Question

A mass \(m\) is suspended from a spring of negligible mass and the system oscillates with a frequency \(f_1\).The frequency of oscillations if a mass \(9m\) is suspended from the same spring is \(f_2\). The value of \(\frac{f_1}{f_2}\) is ___.

Answer 1

Correct Answer: 3

The problem is addressed by first analyzing the relationship between oscillation frequency and attached mass, defined by the mass-spring system frequency formula: \( f = \frac{1}{2\pi}\sqrt{\frac{k}{m}} \). Here, \( k \) represents the spring constant, and \( m \) denotes the mass.

With mass \( m \), the frequency is \( f_1 = \frac{1}{2\pi} \sqrt{\frac{k}{m}} \).

For mass \( 9m \), the frequency is \( f_2 = \frac{1}{2\pi} \sqrt{\frac{k}{9m}} \).
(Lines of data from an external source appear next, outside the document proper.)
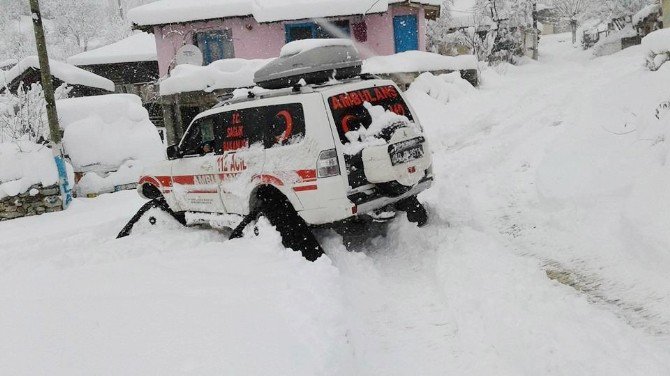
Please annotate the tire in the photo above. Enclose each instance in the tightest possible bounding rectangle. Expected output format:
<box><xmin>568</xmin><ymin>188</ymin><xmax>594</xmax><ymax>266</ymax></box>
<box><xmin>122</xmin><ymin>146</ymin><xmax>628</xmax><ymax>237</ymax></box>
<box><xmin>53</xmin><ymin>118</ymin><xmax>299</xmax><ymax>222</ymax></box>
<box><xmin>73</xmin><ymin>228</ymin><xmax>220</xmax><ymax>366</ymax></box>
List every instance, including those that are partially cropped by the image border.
<box><xmin>116</xmin><ymin>196</ymin><xmax>186</xmax><ymax>239</ymax></box>
<box><xmin>258</xmin><ymin>189</ymin><xmax>324</xmax><ymax>261</ymax></box>
<box><xmin>396</xmin><ymin>196</ymin><xmax>428</xmax><ymax>227</ymax></box>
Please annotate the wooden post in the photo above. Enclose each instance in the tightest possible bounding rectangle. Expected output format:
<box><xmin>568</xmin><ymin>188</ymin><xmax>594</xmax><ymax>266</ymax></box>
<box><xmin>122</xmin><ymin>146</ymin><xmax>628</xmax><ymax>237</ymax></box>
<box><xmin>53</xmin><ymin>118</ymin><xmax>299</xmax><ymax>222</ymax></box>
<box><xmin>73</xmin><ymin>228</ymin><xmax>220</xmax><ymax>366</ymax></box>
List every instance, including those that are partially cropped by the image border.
<box><xmin>533</xmin><ymin>0</ymin><xmax>540</xmax><ymax>60</ymax></box>
<box><xmin>30</xmin><ymin>0</ymin><xmax>72</xmax><ymax>208</ymax></box>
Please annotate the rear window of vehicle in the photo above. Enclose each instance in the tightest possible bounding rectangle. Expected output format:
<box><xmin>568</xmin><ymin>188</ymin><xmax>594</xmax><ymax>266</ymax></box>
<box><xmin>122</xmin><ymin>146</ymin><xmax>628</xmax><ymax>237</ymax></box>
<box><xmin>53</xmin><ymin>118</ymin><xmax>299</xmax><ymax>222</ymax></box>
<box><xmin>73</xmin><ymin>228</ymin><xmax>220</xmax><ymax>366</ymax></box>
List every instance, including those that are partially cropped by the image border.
<box><xmin>328</xmin><ymin>85</ymin><xmax>414</xmax><ymax>144</ymax></box>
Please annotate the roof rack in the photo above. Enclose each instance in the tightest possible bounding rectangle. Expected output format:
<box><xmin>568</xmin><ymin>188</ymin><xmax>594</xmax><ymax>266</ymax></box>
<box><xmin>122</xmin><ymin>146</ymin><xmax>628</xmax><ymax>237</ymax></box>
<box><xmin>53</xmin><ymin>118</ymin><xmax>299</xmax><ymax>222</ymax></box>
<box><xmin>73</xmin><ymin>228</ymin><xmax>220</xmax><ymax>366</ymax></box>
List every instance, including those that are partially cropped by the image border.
<box><xmin>218</xmin><ymin>73</ymin><xmax>379</xmax><ymax>108</ymax></box>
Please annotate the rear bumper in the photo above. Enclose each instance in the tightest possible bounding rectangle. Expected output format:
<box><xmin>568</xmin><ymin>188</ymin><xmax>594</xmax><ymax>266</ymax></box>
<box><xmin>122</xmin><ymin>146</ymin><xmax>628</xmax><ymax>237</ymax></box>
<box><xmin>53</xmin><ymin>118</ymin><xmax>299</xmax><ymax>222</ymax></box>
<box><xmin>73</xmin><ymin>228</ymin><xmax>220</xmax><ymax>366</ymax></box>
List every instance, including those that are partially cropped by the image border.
<box><xmin>298</xmin><ymin>175</ymin><xmax>433</xmax><ymax>226</ymax></box>
<box><xmin>350</xmin><ymin>177</ymin><xmax>433</xmax><ymax>214</ymax></box>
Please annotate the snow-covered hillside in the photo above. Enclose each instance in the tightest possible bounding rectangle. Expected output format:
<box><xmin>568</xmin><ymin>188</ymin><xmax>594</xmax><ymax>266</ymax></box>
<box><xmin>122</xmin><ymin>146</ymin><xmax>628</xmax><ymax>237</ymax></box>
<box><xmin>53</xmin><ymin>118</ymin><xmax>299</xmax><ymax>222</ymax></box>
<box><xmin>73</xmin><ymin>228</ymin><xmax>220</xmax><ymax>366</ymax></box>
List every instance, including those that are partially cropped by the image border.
<box><xmin>0</xmin><ymin>35</ymin><xmax>670</xmax><ymax>376</ymax></box>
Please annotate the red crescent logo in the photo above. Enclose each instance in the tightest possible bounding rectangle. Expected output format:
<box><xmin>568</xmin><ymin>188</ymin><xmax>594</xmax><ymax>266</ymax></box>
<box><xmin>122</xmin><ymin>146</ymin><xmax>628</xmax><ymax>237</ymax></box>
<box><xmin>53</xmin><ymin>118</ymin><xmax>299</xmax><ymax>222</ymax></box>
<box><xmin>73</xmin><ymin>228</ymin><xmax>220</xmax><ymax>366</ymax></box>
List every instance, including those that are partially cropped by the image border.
<box><xmin>342</xmin><ymin>115</ymin><xmax>356</xmax><ymax>134</ymax></box>
<box><xmin>277</xmin><ymin>110</ymin><xmax>293</xmax><ymax>143</ymax></box>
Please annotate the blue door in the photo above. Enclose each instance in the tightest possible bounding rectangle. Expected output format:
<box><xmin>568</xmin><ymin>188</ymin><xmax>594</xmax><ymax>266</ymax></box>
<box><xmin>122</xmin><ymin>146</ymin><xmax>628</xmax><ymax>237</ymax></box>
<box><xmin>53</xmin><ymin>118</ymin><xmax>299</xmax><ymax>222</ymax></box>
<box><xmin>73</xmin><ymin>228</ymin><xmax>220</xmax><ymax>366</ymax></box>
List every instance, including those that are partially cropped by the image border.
<box><xmin>393</xmin><ymin>15</ymin><xmax>419</xmax><ymax>53</ymax></box>
<box><xmin>196</xmin><ymin>30</ymin><xmax>235</xmax><ymax>65</ymax></box>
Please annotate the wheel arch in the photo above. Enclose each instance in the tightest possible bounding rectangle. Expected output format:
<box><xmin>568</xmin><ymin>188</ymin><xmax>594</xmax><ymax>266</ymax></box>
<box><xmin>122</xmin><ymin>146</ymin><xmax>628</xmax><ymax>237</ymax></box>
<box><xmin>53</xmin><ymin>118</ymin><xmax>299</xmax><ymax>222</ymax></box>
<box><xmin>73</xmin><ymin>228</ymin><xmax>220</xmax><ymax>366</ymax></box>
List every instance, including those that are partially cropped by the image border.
<box><xmin>249</xmin><ymin>183</ymin><xmax>302</xmax><ymax>212</ymax></box>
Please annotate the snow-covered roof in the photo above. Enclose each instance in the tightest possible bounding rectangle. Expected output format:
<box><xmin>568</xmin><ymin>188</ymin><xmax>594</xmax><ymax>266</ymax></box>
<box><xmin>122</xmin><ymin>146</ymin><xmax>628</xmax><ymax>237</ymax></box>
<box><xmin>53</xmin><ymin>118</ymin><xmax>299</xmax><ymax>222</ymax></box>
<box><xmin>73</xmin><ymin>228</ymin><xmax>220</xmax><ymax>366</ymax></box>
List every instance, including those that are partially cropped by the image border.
<box><xmin>67</xmin><ymin>32</ymin><xmax>158</xmax><ymax>66</ymax></box>
<box><xmin>633</xmin><ymin>4</ymin><xmax>661</xmax><ymax>26</ymax></box>
<box><xmin>160</xmin><ymin>59</ymin><xmax>273</xmax><ymax>95</ymax></box>
<box><xmin>0</xmin><ymin>59</ymin><xmax>19</xmax><ymax>70</ymax></box>
<box><xmin>642</xmin><ymin>29</ymin><xmax>670</xmax><ymax>55</ymax></box>
<box><xmin>363</xmin><ymin>51</ymin><xmax>478</xmax><ymax>74</ymax></box>
<box><xmin>160</xmin><ymin>51</ymin><xmax>478</xmax><ymax>95</ymax></box>
<box><xmin>128</xmin><ymin>0</ymin><xmax>441</xmax><ymax>26</ymax></box>
<box><xmin>0</xmin><ymin>56</ymin><xmax>114</xmax><ymax>91</ymax></box>
<box><xmin>0</xmin><ymin>140</ymin><xmax>58</xmax><ymax>199</ymax></box>
<box><xmin>56</xmin><ymin>94</ymin><xmax>165</xmax><ymax>172</ymax></box>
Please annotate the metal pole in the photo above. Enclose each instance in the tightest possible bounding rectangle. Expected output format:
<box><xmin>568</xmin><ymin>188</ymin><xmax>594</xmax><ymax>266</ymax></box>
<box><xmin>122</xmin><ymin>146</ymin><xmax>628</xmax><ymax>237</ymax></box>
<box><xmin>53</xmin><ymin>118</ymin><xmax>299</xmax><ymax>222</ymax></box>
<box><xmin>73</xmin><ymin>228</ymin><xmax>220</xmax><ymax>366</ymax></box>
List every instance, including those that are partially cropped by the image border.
<box><xmin>533</xmin><ymin>0</ymin><xmax>540</xmax><ymax>60</ymax></box>
<box><xmin>30</xmin><ymin>0</ymin><xmax>72</xmax><ymax>208</ymax></box>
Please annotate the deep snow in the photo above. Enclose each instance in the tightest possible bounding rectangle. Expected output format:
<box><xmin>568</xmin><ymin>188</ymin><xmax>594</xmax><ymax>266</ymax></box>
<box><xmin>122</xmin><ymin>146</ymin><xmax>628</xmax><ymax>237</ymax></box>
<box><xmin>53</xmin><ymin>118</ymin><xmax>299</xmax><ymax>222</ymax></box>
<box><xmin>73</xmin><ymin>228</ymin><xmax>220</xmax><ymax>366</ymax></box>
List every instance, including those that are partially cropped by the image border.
<box><xmin>0</xmin><ymin>35</ymin><xmax>670</xmax><ymax>376</ymax></box>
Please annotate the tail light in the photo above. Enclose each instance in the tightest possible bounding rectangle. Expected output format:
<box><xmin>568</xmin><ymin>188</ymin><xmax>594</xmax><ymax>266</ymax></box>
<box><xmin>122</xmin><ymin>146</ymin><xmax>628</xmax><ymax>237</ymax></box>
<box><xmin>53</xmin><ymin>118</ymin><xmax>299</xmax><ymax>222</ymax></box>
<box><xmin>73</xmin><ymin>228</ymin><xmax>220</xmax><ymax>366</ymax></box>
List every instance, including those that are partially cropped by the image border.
<box><xmin>316</xmin><ymin>149</ymin><xmax>340</xmax><ymax>178</ymax></box>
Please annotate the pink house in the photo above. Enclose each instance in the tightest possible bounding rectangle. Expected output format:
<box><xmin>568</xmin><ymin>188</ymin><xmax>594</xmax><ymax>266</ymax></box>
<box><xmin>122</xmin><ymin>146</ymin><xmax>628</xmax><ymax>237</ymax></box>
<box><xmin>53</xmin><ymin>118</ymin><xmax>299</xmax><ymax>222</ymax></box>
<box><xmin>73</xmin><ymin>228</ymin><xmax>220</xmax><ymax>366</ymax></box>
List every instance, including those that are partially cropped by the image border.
<box><xmin>129</xmin><ymin>0</ymin><xmax>442</xmax><ymax>143</ymax></box>
<box><xmin>130</xmin><ymin>0</ymin><xmax>442</xmax><ymax>76</ymax></box>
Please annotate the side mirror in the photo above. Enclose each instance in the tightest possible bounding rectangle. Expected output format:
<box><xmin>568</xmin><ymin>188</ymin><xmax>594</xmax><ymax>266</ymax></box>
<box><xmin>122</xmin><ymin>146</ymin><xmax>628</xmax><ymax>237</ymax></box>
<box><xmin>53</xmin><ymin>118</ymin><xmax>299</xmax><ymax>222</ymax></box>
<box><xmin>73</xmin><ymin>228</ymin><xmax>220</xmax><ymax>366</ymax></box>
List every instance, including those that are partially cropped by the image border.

This simplifies to \( f_2 = \frac{1}{2\pi} \frac{1}{3} \sqrt{\frac{k}{m}} \), which is equivalent to \( f_2 = \frac{1}{3} \cdot f_1 \).

Consequently, the ratio \(\frac{f_1}{f_2}\) is calculated as \(\frac{f_1}{\frac{1}{3}f_1} = 3\).

Therefore, the value of \(\frac{f_1}{f_2}\) is \( 3 \), which is within the specified range of 3 to 3.